On the way we talked vigorously about hitching and risks. I was the first hitcher he'd picked up in five years, he'd given it up, too risky. A friend of his was once killed by a hitcher! First story I'd heard yet of a driver suffering at the hands of a hitcher, and what a way to hear it. I've yet to compile any objective research, but anecdotal and subjective experience suggests that hitchers are generally the victims not the offenders. Richard, my driver was convinced of precisely the reverse, that drivers were generally the victims not the offenders. The irony of our situation didn't escape me, he being the driver and me the hitcher, each convinced that they were the most likely victim of the two. Still it was interesting to hear his views, and both our positions were essentially subjective and anecdotal, neither of us had any hint of evidence so to speak.
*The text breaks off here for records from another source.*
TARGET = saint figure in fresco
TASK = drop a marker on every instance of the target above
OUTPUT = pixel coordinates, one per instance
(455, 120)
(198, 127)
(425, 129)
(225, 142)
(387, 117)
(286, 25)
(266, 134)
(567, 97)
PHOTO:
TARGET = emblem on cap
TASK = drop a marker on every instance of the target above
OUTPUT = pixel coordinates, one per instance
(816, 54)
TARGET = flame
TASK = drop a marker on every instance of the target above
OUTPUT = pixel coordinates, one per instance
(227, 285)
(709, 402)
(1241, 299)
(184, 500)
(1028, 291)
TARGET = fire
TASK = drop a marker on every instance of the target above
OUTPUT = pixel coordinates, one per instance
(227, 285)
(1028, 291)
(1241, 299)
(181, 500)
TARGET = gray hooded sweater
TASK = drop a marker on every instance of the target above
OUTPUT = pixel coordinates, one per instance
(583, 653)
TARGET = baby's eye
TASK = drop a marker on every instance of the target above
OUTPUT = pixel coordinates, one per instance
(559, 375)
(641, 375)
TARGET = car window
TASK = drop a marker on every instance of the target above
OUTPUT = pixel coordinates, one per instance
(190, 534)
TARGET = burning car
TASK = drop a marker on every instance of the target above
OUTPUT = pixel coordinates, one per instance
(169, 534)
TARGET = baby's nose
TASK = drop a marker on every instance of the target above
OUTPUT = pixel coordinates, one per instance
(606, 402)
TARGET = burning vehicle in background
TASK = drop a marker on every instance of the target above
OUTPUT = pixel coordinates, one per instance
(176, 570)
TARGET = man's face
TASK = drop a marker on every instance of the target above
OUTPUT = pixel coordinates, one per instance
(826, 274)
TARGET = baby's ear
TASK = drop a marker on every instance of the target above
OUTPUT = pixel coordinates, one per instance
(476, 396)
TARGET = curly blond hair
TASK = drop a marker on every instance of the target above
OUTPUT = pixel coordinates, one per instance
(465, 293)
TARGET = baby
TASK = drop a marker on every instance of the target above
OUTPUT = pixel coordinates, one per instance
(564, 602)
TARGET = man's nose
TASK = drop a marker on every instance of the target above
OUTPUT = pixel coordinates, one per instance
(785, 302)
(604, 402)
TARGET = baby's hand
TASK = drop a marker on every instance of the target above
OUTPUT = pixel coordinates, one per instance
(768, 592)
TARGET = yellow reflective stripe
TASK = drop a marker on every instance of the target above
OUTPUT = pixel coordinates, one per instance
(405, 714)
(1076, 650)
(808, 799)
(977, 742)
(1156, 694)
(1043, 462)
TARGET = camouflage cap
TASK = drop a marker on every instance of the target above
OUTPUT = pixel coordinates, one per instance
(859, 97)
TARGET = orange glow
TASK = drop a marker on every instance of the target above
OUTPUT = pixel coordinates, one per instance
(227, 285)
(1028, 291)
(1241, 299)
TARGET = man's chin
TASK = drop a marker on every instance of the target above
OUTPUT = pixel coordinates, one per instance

It is of course interesting feedback to hear of peoples fear of hitch-hikers, after they'd picked you up. Here I was the first hitcher Richard had picked up in five years. Why? Because I looked all right ... well that's what they tell me. But then I'm always thinking "don't all the best killers look all right too?". I mean how many people can you knock off, if you stand by the roadside looking like you want to knock people off? Let's just say I lost it, and started knocking people off, would I look any different? I hope so, or I'd be pretty successful alas.

Richard put me almost in front of my house in Minnamurra in any case, and in spite of all the delays, and all the walking it was only 3:30 pm. Imagine my disappointment to find my travel agent was not open on Saturdays at all when I'd expected they'd be open till 4:00!